Like her eye turrets, the chair swiveled. Before she quite knew what she’d done, she turned the chair away from the computer table and toward the desk. She’d just started to rise when the telephone circuitry inside the computer hissed for attention.

She turned back with a hiss of her own, one that mixed frustration and relief. “I greet you,” she said, and then, when she saw Veffani’s image on the screen, “I greet you, superior sir.”

“And I greet you, Senior Researcher,” the ambassador to the Reich replied. “Come to my office immediately.”

“It shall be done,” Felless said, and switched off. If she was busy, she could keep her mind-or some of her mind-off her craving. Had Veffani waited a little longer before calling, she would have created fresh scandal by poking her nose outside her office.

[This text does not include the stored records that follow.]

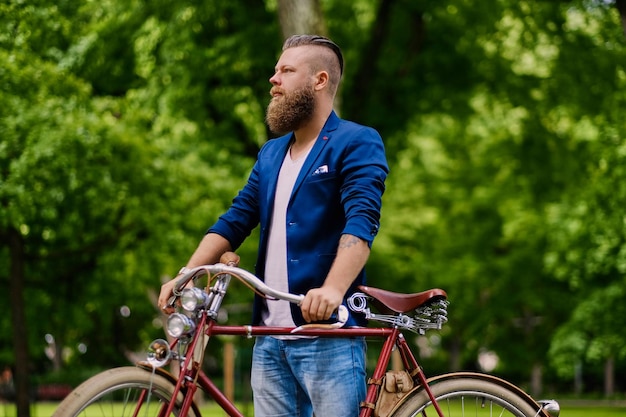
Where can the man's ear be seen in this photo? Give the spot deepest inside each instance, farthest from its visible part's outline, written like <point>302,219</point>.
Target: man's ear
<point>321,80</point>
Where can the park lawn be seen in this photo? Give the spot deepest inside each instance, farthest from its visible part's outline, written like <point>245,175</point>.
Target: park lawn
<point>212,410</point>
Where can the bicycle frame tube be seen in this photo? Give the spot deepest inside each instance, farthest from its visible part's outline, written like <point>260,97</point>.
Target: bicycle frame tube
<point>391,337</point>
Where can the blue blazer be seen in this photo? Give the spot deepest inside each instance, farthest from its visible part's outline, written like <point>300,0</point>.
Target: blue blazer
<point>338,191</point>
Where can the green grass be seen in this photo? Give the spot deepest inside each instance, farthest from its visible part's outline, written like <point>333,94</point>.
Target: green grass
<point>212,410</point>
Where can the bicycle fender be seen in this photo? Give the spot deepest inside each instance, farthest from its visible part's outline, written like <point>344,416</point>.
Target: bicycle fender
<point>167,375</point>
<point>486,377</point>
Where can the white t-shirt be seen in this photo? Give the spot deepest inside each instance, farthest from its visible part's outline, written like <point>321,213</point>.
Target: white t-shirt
<point>278,311</point>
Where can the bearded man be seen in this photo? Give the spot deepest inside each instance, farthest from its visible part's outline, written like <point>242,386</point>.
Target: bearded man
<point>316,193</point>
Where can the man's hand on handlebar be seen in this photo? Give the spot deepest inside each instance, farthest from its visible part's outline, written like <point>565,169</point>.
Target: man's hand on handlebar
<point>321,303</point>
<point>167,291</point>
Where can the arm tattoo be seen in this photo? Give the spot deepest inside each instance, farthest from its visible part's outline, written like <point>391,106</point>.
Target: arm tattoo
<point>347,241</point>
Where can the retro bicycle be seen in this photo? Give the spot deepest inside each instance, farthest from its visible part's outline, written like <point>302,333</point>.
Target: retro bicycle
<point>149,390</point>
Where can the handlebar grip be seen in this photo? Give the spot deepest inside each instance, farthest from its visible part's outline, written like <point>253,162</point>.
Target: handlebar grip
<point>230,258</point>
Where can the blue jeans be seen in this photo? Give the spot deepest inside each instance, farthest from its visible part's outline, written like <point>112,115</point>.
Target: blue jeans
<point>299,378</point>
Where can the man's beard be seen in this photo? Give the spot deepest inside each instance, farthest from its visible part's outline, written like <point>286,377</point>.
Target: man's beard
<point>291,111</point>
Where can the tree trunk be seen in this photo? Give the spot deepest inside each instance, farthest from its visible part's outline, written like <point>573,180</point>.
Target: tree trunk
<point>609,377</point>
<point>621,8</point>
<point>18,318</point>
<point>536,379</point>
<point>301,17</point>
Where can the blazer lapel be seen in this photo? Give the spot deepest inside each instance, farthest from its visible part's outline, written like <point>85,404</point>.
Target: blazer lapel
<point>323,139</point>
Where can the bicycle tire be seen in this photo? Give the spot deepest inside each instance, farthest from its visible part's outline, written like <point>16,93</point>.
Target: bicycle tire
<point>115,393</point>
<point>464,394</point>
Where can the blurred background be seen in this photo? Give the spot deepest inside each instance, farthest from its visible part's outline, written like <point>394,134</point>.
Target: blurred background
<point>127,127</point>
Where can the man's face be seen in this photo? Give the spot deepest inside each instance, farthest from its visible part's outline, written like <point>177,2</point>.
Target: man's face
<point>293,94</point>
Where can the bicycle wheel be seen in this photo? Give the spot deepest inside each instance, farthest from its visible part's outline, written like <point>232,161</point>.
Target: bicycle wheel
<point>122,392</point>
<point>469,395</point>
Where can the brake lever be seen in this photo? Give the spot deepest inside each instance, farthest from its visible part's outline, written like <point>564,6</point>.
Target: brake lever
<point>342,316</point>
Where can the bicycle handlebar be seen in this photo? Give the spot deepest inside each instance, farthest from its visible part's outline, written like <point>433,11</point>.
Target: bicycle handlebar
<point>239,273</point>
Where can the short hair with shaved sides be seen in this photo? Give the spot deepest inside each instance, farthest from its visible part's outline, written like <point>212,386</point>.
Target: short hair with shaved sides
<point>331,59</point>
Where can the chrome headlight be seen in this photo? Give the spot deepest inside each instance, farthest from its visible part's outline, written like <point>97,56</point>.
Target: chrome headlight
<point>193,298</point>
<point>179,325</point>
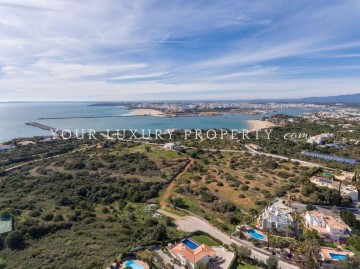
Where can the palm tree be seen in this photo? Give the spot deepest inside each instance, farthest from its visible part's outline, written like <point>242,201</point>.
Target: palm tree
<point>288,229</point>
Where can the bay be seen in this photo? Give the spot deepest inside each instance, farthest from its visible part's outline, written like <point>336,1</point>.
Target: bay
<point>13,117</point>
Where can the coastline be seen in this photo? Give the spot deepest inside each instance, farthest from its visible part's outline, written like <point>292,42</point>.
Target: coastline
<point>146,112</point>
<point>259,124</point>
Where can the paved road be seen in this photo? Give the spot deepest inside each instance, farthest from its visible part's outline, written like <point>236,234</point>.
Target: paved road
<point>192,224</point>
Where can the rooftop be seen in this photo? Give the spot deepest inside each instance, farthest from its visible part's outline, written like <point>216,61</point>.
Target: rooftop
<point>193,255</point>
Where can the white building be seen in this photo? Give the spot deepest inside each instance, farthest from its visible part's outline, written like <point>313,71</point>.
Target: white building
<point>327,226</point>
<point>319,139</point>
<point>345,190</point>
<point>193,257</point>
<point>277,215</point>
<point>169,145</point>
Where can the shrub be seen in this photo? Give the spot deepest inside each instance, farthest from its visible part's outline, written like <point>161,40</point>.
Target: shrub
<point>14,240</point>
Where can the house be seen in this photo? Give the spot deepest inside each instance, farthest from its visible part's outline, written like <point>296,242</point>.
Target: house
<point>151,207</point>
<point>169,145</point>
<point>345,190</point>
<point>328,226</point>
<point>191,254</point>
<point>319,139</point>
<point>6,225</point>
<point>255,147</point>
<point>157,215</point>
<point>277,215</point>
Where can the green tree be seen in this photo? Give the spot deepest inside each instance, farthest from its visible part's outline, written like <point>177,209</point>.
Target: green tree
<point>272,262</point>
<point>2,263</point>
<point>14,240</point>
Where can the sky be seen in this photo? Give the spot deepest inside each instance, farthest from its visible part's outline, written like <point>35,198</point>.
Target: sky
<point>119,50</point>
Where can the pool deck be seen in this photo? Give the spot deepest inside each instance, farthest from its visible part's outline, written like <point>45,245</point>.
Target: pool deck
<point>122,266</point>
<point>325,253</point>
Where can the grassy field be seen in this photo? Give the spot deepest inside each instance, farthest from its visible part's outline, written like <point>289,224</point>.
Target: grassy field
<point>83,209</point>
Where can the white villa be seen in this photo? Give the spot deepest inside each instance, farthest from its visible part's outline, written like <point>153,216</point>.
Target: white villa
<point>169,145</point>
<point>327,226</point>
<point>319,139</point>
<point>277,215</point>
<point>192,258</point>
<point>345,190</point>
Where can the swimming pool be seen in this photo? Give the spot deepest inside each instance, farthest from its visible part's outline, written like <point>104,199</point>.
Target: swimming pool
<point>336,256</point>
<point>134,265</point>
<point>190,244</point>
<point>255,234</point>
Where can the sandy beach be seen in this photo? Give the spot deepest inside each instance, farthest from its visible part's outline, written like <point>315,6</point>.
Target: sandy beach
<point>147,112</point>
<point>259,124</point>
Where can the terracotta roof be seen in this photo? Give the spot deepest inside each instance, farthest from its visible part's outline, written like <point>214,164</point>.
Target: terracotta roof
<point>193,255</point>
<point>329,220</point>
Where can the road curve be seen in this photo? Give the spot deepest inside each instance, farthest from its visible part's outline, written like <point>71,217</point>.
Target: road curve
<point>192,224</point>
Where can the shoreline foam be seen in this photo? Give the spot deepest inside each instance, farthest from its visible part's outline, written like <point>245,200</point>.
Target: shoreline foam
<point>146,112</point>
<point>260,124</point>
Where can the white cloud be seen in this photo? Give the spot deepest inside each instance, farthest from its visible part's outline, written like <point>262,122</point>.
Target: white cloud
<point>67,50</point>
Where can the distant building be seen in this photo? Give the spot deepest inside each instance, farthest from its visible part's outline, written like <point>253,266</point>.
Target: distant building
<point>5,147</point>
<point>192,255</point>
<point>329,157</point>
<point>348,126</point>
<point>345,190</point>
<point>327,226</point>
<point>157,215</point>
<point>255,147</point>
<point>319,139</point>
<point>169,145</point>
<point>5,225</point>
<point>26,142</point>
<point>277,215</point>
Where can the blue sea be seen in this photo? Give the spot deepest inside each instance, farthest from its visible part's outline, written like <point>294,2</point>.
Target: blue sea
<point>13,117</point>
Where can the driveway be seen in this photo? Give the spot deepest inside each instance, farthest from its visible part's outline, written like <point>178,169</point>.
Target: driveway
<point>192,224</point>
<point>166,259</point>
<point>227,257</point>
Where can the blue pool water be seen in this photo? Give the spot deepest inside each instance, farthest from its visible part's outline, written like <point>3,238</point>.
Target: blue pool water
<point>190,244</point>
<point>133,265</point>
<point>336,256</point>
<point>255,234</point>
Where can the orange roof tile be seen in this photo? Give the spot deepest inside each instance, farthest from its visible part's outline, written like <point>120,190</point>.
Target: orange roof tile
<point>193,255</point>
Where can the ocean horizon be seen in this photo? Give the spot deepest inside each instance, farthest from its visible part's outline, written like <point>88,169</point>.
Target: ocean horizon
<point>80,115</point>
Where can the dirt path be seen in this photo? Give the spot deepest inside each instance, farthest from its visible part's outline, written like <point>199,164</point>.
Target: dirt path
<point>169,189</point>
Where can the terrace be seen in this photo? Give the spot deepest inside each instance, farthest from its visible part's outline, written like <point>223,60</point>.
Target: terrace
<point>333,254</point>
<point>330,157</point>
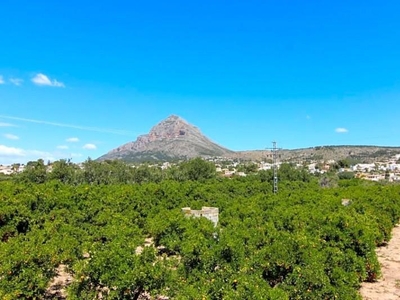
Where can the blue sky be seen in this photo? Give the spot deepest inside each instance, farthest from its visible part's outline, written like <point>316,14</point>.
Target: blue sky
<point>79,78</point>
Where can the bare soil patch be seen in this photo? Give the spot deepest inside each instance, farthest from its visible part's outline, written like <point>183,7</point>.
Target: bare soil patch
<point>387,287</point>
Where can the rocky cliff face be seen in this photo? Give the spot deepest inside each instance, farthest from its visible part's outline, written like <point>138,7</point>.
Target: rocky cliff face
<point>172,138</point>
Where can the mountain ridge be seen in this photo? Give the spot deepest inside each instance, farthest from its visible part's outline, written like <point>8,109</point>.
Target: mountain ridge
<point>172,138</point>
<point>175,139</point>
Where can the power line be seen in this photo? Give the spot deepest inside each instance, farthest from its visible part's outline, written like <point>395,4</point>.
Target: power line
<point>275,150</point>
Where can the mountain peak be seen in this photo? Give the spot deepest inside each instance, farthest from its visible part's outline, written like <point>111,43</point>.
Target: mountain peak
<point>172,138</point>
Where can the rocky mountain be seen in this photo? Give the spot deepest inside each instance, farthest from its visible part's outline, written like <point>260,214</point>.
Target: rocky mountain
<point>172,138</point>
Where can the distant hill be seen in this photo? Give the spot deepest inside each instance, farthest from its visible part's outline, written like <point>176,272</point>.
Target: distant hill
<point>325,153</point>
<point>171,139</point>
<point>176,139</point>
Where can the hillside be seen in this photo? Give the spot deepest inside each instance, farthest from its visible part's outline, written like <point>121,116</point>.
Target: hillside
<point>176,139</point>
<point>171,139</point>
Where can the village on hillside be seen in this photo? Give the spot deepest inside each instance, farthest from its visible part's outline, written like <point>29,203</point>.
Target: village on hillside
<point>384,170</point>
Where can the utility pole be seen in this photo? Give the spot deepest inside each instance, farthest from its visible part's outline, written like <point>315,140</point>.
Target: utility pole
<point>275,150</point>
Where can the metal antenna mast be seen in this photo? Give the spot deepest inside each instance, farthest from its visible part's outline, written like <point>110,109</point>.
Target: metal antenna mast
<point>274,150</point>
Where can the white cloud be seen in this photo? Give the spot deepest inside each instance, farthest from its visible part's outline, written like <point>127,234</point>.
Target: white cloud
<point>16,81</point>
<point>10,155</point>
<point>72,140</point>
<point>89,147</point>
<point>104,130</point>
<point>41,79</point>
<point>341,130</point>
<point>10,151</point>
<point>6,124</point>
<point>11,136</point>
<point>62,147</point>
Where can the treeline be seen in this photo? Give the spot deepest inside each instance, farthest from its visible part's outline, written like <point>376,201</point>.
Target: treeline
<point>300,244</point>
<point>118,172</point>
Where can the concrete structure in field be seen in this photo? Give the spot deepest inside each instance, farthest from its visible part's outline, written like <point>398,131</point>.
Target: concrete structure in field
<point>210,213</point>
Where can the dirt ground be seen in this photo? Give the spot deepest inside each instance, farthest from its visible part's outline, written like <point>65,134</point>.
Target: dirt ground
<point>387,287</point>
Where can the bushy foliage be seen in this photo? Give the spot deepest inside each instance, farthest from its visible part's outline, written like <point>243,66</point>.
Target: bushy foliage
<point>300,244</point>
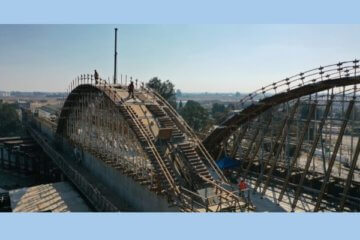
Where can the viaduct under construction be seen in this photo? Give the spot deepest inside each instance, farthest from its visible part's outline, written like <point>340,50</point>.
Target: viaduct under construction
<point>296,140</point>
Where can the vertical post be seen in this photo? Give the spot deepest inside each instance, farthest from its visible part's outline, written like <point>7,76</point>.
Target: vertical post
<point>333,156</point>
<point>311,153</point>
<point>115,57</point>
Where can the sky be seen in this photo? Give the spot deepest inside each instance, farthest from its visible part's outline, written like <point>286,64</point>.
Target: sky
<point>196,58</point>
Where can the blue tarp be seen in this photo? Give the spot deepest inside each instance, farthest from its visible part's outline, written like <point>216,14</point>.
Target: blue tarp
<point>227,163</point>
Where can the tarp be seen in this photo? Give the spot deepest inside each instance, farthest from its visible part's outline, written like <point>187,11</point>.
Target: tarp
<point>227,163</point>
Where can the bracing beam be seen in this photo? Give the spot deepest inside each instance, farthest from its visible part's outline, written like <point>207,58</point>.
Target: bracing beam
<point>312,151</point>
<point>257,147</point>
<point>350,175</point>
<point>282,141</point>
<point>273,149</point>
<point>333,156</point>
<point>297,150</point>
<point>237,141</point>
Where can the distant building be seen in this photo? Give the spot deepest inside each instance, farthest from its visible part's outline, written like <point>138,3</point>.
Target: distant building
<point>49,112</point>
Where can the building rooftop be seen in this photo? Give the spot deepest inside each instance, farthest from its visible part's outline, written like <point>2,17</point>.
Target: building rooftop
<point>55,197</point>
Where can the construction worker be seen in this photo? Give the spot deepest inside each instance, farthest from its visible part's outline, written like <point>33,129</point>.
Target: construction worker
<point>131,90</point>
<point>96,76</point>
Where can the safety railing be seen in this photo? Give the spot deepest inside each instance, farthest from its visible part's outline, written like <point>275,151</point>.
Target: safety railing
<point>316,75</point>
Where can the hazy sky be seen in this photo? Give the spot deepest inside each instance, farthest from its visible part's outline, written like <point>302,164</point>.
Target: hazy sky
<point>196,58</point>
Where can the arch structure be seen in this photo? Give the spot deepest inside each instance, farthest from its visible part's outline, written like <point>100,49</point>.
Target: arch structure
<point>298,139</point>
<point>145,139</point>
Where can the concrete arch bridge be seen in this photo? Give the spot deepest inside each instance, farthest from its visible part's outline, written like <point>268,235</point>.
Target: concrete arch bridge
<point>297,139</point>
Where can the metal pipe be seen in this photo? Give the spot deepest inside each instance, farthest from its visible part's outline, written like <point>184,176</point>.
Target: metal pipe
<point>115,57</point>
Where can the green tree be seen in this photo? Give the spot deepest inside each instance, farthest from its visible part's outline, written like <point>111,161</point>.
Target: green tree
<point>195,115</point>
<point>10,124</point>
<point>218,111</point>
<point>165,89</point>
<point>218,108</point>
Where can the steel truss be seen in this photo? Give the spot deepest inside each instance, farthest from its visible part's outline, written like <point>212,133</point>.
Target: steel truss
<point>299,137</point>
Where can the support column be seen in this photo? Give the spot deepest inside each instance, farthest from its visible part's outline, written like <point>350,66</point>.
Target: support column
<point>297,150</point>
<point>333,156</point>
<point>311,153</point>
<point>279,148</point>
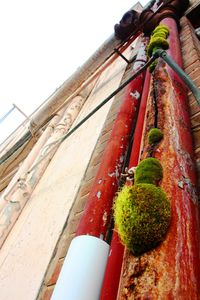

Maybe the call was a test. If it was, she would pass it. She’d passed other, similar, tests before. If she passed enough of them… odds were it still wouldn’t matter. Veffani had made it all too clear he wouldn’t let her go no matter what she did.

As she had on that disastrous day when the ambassador summoned her after she’d tasted, she walked by Slomikk in the hall. The science officer turned an eye turret in her direction, no doubt wondering whether mating pheromones would reach his scent receptors in a moment. When they didn’t, he kept on walking. Felless felt as if she’d won an obscure victory.

Pheromones didn’t matter to

Veffani’s secretary, a female from the colonization fleet. Even so, after Felless’ previous fiasco, the female was wary. “I trust there will be no problem when you go in to see him?” she said.